Gabaza is surrounded by green hills and fields - a bucolic landscape far removed from the frantic lives of those in Johannesburg's overcrowded townships, where a coronavirus outbreak would be disastrous.
But resident Ivy Mohali, 47, remained concerned about the pandemic.
"We are always watching the news and we are seeing what is happening in Spain, the UK," said the social worker, resting in a shady corner of her clay courtyard.
"(We see) people are dying and how this virus has spread, so we are trying by all means to avoid it."
Like millions of people across the world, Mohali has been unable to work during the lockdown - adding to the daily struggles she faced before the pandemic.
"We don't have running water," Mohali complained. "There are water tanks provided by the government... but it's not enough for the whole family because you have to do the cooking, the drinking and the washing of clothes."
The lack of water has made it impossible for Mohali's family to regularly wash hands and clean their home.
"We avoid moving around the streets," said Mohali, who lives with three other family members.
"We are (also) trying to practise social distancing when we are watching television."
Groups of children played freely outside the house, forgetting to keep a safe distance as they chased each other down the street.
"Under the circumstances we think the people of Limpopo have done relatively well," Neil Shikwambana, spokesman for the province's health MEC, told AFP.
"A greater majority are staying at home and are only leaving to get essentials."
Shikwambana was confident more efforts to raise awareness about coronavirus would help get the message through to everyone.
"They need to know that the virus is not only confined to big cities, but also townships and rural areas," Shikwambana said.

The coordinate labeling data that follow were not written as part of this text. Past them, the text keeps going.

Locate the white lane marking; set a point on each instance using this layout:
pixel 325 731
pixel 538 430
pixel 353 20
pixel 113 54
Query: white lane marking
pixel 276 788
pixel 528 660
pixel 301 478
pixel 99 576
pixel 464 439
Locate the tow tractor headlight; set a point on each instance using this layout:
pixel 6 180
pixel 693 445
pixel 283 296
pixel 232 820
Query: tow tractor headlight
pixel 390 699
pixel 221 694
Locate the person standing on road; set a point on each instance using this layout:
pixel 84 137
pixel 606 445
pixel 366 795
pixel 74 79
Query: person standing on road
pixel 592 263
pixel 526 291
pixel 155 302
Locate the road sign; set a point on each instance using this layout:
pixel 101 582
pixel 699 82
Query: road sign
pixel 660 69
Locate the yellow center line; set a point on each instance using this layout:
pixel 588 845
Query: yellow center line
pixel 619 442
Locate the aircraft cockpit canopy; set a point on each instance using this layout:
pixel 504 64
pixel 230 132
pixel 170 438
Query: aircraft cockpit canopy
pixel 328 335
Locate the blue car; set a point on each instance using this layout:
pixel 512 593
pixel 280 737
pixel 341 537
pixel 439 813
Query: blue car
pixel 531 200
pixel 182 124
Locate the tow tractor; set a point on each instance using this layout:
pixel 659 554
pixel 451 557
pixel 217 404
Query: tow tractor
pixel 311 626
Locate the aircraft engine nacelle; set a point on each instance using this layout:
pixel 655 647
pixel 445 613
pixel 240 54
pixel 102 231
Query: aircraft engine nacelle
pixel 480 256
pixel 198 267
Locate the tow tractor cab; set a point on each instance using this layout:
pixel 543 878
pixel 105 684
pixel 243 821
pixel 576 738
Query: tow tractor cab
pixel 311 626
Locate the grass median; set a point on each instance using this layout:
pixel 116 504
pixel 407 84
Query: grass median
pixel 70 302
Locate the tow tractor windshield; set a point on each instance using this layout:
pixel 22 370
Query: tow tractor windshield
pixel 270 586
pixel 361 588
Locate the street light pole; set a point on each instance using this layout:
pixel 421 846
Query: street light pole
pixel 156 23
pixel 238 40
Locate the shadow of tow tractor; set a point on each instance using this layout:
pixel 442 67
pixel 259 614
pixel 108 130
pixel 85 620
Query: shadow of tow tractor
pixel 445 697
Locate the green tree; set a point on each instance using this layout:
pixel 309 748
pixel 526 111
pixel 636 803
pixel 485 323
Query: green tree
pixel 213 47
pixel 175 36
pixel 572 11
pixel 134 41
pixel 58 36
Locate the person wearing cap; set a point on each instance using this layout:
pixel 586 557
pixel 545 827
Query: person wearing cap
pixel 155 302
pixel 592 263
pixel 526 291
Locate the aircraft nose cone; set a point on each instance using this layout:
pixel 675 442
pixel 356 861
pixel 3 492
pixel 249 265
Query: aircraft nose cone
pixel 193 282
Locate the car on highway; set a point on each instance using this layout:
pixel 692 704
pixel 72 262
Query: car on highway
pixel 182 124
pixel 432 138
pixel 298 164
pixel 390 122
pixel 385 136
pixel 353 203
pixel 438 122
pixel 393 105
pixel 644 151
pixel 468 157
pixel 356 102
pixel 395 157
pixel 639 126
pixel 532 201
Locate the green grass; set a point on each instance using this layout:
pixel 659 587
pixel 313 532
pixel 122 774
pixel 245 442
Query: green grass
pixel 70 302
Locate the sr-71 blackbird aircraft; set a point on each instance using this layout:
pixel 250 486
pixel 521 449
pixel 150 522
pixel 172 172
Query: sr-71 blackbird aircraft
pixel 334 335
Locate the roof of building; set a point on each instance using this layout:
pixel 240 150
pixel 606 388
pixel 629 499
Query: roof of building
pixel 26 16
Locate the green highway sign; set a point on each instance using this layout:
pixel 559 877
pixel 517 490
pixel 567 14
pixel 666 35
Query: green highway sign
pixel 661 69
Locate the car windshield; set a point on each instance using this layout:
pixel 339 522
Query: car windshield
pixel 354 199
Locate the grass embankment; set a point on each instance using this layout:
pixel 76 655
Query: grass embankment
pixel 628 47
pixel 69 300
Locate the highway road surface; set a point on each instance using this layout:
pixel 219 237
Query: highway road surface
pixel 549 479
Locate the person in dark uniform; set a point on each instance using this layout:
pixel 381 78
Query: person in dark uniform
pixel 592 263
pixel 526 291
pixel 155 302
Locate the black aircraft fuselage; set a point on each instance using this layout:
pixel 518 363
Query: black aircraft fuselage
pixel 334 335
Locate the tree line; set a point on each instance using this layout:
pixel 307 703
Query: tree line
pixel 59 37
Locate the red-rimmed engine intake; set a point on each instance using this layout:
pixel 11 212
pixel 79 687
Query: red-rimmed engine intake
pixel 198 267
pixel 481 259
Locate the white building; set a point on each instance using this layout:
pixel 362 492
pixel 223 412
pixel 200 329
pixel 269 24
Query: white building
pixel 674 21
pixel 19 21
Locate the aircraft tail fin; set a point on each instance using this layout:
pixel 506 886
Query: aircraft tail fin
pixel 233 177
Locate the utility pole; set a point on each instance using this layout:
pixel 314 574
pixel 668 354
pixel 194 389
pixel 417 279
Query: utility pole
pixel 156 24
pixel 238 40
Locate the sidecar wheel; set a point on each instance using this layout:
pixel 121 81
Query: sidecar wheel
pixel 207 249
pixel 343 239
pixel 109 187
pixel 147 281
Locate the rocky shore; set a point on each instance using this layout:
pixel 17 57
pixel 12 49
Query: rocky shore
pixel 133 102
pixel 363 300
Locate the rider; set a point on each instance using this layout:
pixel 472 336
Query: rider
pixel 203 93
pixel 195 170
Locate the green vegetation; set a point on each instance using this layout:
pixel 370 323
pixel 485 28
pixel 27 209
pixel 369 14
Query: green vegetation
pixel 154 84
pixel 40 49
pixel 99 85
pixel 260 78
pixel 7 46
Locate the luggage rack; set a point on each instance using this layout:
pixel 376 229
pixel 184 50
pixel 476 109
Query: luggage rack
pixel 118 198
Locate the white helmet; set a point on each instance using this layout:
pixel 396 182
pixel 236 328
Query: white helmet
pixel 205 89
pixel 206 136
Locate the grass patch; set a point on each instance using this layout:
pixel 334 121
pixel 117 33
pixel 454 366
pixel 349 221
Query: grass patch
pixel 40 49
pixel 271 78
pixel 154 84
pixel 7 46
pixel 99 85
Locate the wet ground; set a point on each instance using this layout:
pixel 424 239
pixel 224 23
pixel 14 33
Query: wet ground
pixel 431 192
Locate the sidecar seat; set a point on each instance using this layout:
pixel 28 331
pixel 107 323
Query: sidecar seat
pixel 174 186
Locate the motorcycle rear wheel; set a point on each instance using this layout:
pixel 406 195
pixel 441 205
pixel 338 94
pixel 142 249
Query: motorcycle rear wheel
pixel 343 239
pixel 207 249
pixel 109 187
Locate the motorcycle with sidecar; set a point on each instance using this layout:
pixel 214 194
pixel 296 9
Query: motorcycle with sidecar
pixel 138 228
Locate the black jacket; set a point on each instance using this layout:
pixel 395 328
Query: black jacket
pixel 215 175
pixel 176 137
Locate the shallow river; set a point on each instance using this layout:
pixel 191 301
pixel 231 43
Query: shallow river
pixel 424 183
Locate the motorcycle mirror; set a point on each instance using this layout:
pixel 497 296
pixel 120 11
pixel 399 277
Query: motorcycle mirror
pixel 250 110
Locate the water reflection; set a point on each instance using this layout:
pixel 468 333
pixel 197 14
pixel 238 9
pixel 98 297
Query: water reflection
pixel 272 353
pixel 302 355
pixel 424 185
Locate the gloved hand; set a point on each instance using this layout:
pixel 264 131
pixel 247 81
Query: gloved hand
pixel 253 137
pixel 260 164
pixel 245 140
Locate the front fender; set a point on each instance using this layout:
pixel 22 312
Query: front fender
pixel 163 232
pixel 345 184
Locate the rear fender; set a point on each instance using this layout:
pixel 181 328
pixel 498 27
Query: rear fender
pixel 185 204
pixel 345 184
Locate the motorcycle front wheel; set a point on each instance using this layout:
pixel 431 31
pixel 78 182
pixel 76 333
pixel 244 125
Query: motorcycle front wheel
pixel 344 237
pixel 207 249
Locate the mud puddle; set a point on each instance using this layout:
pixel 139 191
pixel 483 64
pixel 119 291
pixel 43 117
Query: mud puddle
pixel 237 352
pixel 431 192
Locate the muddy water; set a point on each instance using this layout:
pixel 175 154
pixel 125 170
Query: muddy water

Petunia Mthetho did not need to be convinced.
"This COVID-19 is very serious," said the 38-year-old mother-of-two, who works for the education ministry.
"I don't want to die, I don't want that this virus to infect my children," she told the healthcare workers who knocked on her door.
Mthetho's two teenage boys seemed less concerned.
After filling in their questionnaires, they took the opportunity to slip away unnoticed, eyes twinkling with mischief as they ran off into the distance.